Serve the app over HTTPS or localhost.

Serve .wasm files with:

Content-Type: application/wasm

If future threaded builds are enabled, use:

Cross-Origin-Opener-Policy: same-origin
Cross-Origin-Embedder-Policy: require-corp

DEM files loaded from other origins need CORS headers.

Deploying demo/ as a static site (GitHub Pages)

demo/ is a plain static site — plain JS (no TypeScript build step, no bundler), loading @vista-wasm/vista-wasm via a native browser import map rather than a bundler alias.

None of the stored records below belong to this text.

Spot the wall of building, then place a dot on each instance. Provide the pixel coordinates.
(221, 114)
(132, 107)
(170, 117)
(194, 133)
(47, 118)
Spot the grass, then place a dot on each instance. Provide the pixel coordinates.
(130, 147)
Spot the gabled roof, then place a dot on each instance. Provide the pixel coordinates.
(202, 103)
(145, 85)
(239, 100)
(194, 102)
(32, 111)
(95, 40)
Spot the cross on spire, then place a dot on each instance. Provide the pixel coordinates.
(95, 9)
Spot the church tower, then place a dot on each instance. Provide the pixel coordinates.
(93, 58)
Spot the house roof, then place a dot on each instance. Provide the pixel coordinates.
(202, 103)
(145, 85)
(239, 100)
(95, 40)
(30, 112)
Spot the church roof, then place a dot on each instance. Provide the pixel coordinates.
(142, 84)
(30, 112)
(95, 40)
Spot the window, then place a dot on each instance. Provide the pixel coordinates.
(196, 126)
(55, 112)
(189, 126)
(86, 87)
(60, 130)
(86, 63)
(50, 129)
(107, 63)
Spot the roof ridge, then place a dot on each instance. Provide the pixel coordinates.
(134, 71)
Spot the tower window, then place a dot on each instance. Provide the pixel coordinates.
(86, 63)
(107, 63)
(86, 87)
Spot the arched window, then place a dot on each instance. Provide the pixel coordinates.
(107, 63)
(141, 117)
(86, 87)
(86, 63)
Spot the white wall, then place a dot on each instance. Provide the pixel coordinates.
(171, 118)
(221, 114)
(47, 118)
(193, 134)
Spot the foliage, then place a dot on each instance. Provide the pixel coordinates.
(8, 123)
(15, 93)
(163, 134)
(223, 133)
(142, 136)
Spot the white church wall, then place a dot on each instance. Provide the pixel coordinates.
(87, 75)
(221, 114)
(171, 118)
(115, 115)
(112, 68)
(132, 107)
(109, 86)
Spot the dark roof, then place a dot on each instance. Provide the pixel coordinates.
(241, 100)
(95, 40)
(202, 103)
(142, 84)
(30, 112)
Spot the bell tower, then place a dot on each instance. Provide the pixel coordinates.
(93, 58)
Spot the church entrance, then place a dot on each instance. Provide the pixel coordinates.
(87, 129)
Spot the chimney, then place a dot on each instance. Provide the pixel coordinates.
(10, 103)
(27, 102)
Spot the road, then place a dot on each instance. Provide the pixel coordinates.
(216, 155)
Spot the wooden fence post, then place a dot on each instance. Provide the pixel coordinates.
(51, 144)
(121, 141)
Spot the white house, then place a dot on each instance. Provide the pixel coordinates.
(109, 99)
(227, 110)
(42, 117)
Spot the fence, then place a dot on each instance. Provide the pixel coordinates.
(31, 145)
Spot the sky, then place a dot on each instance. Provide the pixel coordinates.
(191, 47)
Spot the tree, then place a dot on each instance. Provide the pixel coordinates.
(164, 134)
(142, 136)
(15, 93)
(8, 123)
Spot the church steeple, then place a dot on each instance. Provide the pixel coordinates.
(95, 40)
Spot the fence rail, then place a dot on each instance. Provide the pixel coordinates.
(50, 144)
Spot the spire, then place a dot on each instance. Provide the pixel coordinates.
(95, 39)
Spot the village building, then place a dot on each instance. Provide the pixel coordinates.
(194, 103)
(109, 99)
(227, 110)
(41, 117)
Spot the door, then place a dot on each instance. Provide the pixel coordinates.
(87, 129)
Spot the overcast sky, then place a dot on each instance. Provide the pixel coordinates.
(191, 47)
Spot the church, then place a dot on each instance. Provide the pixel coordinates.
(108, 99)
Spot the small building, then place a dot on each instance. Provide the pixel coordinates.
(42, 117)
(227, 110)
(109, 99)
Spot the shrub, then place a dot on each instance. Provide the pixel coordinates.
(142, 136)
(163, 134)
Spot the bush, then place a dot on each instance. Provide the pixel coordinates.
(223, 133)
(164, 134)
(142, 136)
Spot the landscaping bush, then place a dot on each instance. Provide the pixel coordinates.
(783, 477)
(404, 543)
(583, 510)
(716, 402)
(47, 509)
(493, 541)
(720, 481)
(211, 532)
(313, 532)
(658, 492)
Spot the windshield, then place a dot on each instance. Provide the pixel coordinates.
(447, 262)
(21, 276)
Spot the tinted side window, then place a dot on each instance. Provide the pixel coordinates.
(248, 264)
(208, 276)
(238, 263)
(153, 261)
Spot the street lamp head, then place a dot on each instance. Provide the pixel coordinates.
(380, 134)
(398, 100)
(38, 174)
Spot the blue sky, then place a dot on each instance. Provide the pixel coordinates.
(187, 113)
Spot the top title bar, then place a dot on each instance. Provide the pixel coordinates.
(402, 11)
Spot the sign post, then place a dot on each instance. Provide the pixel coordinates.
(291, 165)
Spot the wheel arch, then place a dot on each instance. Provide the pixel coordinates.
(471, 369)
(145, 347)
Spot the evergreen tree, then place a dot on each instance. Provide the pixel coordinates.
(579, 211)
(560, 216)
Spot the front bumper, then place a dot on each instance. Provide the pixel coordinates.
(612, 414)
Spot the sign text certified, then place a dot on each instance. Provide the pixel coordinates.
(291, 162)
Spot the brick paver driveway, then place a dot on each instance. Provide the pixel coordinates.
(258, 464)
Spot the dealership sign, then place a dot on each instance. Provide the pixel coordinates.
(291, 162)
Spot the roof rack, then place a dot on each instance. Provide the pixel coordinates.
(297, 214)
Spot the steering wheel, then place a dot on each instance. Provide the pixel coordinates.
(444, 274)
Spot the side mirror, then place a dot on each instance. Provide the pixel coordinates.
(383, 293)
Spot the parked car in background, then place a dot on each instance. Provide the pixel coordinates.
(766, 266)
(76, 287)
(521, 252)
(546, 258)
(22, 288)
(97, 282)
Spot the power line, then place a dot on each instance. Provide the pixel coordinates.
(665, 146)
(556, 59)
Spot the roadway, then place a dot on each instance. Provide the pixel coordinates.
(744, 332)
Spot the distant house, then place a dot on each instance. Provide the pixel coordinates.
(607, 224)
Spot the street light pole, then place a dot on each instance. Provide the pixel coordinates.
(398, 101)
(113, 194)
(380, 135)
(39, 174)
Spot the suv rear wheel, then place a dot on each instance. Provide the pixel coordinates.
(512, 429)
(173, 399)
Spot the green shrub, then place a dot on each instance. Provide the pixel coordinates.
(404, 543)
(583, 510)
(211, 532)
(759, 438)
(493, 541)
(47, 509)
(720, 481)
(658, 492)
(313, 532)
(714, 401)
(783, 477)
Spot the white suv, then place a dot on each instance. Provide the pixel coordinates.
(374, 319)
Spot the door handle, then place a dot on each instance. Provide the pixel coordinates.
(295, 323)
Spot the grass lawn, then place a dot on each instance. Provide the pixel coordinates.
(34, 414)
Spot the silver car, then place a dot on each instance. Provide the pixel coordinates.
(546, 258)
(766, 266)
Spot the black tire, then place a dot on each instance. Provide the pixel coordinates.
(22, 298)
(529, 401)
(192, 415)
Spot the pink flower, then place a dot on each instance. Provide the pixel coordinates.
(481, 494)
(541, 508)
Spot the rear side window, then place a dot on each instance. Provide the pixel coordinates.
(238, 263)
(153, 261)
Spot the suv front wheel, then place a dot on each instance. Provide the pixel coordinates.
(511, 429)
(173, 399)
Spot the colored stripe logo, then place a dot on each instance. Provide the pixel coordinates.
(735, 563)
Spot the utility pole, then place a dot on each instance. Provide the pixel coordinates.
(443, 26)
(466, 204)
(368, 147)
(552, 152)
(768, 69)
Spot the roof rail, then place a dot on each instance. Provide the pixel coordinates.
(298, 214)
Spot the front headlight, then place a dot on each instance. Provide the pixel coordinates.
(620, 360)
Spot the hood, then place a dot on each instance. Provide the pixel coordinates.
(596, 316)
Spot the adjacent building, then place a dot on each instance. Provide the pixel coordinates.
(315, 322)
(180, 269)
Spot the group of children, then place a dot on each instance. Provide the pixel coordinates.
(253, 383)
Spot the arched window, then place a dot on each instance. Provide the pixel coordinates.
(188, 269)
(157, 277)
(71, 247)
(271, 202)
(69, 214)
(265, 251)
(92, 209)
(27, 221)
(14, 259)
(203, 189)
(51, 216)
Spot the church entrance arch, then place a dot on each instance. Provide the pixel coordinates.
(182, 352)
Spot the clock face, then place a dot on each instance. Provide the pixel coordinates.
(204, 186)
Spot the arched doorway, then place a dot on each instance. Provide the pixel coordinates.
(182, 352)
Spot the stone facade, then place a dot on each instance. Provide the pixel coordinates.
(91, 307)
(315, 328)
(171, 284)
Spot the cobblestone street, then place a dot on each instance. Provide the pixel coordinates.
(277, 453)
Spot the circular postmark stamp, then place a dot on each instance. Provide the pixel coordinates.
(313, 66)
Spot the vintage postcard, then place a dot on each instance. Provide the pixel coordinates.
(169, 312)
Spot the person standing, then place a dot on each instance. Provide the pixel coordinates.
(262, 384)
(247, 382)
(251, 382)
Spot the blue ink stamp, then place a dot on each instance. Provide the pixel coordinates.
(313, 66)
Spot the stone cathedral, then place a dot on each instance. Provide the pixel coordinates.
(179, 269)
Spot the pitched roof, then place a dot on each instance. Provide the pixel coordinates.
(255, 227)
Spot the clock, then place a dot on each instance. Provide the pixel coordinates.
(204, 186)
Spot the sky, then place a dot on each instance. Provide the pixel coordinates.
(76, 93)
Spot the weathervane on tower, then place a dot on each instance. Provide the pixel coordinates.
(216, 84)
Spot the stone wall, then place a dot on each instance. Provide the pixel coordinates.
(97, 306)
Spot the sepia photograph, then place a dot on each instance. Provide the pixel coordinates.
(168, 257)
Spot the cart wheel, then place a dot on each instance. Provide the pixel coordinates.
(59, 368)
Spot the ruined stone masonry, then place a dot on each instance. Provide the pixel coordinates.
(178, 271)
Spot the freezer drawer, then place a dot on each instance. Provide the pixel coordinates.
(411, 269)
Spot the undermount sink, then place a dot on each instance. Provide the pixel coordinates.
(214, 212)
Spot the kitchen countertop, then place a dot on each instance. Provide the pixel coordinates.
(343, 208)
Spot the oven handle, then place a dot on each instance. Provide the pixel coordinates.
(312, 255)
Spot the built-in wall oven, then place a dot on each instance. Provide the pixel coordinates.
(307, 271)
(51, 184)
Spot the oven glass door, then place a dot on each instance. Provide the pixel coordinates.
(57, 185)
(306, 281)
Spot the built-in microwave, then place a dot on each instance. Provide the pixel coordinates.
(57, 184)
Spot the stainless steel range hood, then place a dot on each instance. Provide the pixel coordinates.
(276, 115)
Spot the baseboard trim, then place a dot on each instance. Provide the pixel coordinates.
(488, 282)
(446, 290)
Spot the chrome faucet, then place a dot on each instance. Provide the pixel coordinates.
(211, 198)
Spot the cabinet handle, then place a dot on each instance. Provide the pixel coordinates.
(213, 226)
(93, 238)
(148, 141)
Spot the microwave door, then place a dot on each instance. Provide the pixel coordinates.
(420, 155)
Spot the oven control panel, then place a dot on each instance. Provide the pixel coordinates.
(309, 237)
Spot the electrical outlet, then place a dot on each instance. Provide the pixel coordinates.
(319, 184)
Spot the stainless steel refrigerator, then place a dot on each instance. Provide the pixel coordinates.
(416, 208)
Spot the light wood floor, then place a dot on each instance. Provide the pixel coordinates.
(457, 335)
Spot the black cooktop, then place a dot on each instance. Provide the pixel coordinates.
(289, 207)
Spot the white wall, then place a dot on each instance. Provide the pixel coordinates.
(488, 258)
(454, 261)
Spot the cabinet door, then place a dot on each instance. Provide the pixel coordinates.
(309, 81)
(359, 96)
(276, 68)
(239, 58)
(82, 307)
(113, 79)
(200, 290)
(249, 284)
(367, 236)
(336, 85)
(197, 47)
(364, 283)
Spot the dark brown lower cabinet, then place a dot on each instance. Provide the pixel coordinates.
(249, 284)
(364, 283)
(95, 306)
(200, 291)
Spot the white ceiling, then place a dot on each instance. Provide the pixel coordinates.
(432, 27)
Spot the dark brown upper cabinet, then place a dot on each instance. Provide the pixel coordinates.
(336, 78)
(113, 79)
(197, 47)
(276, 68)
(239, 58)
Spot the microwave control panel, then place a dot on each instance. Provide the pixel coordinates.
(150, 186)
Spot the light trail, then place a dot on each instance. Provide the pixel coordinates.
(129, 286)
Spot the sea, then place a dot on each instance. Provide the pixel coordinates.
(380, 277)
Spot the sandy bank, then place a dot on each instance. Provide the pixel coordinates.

Once demo/dist/ is populated (a copy of the real compiled package output — see npm run build:demo below), the whole demo/ folder can be served by any static file server, including GitHub Pages, with no Node or build step at request time.

npm run build:demo   # builds the wasm package + TS wrapper, then copies
                      # the output into demo/dist/ (see scripts/build-demo.mjs)

.github/workflows/deploy-demo.yml runs this in CI (Rust + wasm-pack to compile the engine, Node + tsc to compile the TypeScript wrapper — both are build-time-only dependencies) and publishes demo/ to GitHub Pages via actions/upload-pages-artifact/actions/deploy-pages. Enable "GitHub Actions" as the Pages source in the repository's Settings → Pages, and the demo deploys automatically on every push to main.

Disposal

Always call dispose() when the canvas is removed.

engine.stop();
engine.dispose();

Development

npm install
npm run build
npm test
npm run dev

Rust checks:

cargo fmt --check
cargo test

Running The Examples

Every example under examples/ is a real, runnable Vite project that shares this repository's single npm install and root vite.config.ts. Build the package once, then start whichever example you want:

npm install
npm run build
npm run dev:vanilla
npm run dev:react
npm run dev:vue
npm run dev:svelte

Each command starts a dev server on http://127.0.0.1:5173. Rebuild (npm run build) after changing Rust or js/src sources, since the examples load the built dist/index.js and dist/pkg/vista_wasm.js, matching exactly how a real consumer installing @vista-wasm/vista-wasm from npm would load the package.

Licence

AGPL-3.0-or-later. See LICENSE.

Any application that uses this library and is distributed or offered as a network service must make its complete source code available under the same licence.